Une importante foule s’est rassemblée à l’esplanade de l’ONC, point de départ de cette mobilisation, avant de parcourir plusieurs artères de la ville, notamment en passant par le rond-point BDGEL, jusqu’à la base de la MONUSCO à Goma.
La manifestation s’est déroulée sous l’encadrement de la Police nationale congolaise.Cette mobilisation visait à dénoncer les massacres qui se poursuivent à Beni et en Ituri, attribués notamment aux rebelles ADF-Nalu, ainsi que les violences signalées dans les hauts plateaux de Minembwe, au Sud-Kivu.
Les manifestants ont également exprimé leur opposition au projet de changement de la Constitution initié par le régime de Kinshasa. Ils ont en outre dénoncé ce qu’ils qualifient de sanctions sélectives imposées aux dirigeants de l’AFC-M23.Sur place, un mémorandum a été remis à une délégation de la mission onusienne.
Dans ce document adressé notamment au Secrétaire général des Nations unies et aux membres permanents du Conseil de sécurité, les organisations signataires appellent à une implication accrue de la communauté internationale dans la recherche de solutions durables à l’insécurité dans l’est de la République démocratique du Congo.
Le mémorandum recommande en outre la fin des violences sous toutes leurs formes, la protection des populations civiles, le respect du droit international humanitaire ainsi que la poursuite des efforts de paix. Il met aussi en garde contre toute déstabilisation des zones considérées comme stabilisées.
Parmi les manifestants, Éphémère Kasereka a déploré la priorité, selon lui, insuffisante accordée à la sécurité par les autorités de Kinshasa, appelant à une implication effective de la communauté internationale.
« Nous demandons à la communauté internationale de s’impliquer face à cette guerre. La guerre n’apporte pas de développement. Lorsqu’elle sévit, les infrastructures sont détruites et la population souffre. La communauté internationale doit s’impliquer pour restaurer la paix dans notre pays », a-t-il déclaré.
De son côté, Gentil Mulume, membre de la plateforme regroupant la société civile, a présenté les principales motivations de cette mobilisation, insistant sur la nécessité de mettre fin aux violences et de privilégier des solutions politiques.

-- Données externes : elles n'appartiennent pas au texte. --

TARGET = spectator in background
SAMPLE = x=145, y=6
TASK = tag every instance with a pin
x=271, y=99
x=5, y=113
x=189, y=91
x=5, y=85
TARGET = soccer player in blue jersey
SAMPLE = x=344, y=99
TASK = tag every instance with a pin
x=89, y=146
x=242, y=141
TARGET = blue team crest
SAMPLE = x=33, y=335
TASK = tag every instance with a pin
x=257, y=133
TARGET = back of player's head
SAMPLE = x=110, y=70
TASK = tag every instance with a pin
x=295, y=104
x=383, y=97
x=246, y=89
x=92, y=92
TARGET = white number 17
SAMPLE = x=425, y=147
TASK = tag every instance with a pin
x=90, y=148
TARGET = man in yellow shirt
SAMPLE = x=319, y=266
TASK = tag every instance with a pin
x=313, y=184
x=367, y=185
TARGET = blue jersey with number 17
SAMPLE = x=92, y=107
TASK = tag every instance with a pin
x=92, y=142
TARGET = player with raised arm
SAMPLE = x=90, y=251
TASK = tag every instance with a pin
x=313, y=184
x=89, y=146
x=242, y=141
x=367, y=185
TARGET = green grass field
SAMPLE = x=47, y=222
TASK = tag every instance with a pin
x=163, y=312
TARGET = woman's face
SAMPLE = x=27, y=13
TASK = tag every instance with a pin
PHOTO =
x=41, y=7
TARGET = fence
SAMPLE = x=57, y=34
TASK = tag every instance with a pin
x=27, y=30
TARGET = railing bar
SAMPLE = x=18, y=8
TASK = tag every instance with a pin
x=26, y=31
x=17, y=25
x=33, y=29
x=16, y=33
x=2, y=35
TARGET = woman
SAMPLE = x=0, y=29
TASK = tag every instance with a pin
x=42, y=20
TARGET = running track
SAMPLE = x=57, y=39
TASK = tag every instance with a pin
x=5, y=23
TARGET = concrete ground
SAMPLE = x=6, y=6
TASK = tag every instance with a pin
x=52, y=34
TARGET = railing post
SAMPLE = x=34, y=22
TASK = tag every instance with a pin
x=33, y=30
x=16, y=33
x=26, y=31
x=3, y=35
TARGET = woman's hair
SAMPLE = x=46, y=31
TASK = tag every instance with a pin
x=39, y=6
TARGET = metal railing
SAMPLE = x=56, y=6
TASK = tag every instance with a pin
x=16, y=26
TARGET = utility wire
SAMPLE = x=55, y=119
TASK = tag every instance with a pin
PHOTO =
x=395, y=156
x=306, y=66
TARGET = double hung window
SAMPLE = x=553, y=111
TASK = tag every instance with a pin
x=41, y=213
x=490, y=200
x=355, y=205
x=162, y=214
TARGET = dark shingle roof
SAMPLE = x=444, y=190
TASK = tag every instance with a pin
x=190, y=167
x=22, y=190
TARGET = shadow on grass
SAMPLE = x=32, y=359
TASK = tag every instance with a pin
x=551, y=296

Le mémorandum dénonce également toute tentative de déstabilisation des zones que les signataires considèrent comme stabilisées, et met en garde contre les conséquences d’une révision de la Constitution dans le contexte actuel.
Les organisations signataires recommandent enfin de privilégier le dialogue politique, de renforcer la protection des populations civiles et de poursuivre les efforts en faveur d’une paix durable dans l’est du pays.
Après le dépôt du mémorandum, les manifestants se sont dispersés dans le calme, tout en promettant de maintenir la pression pour que leurs revendications soient entendues par les autorités nationales et la communauté internationale.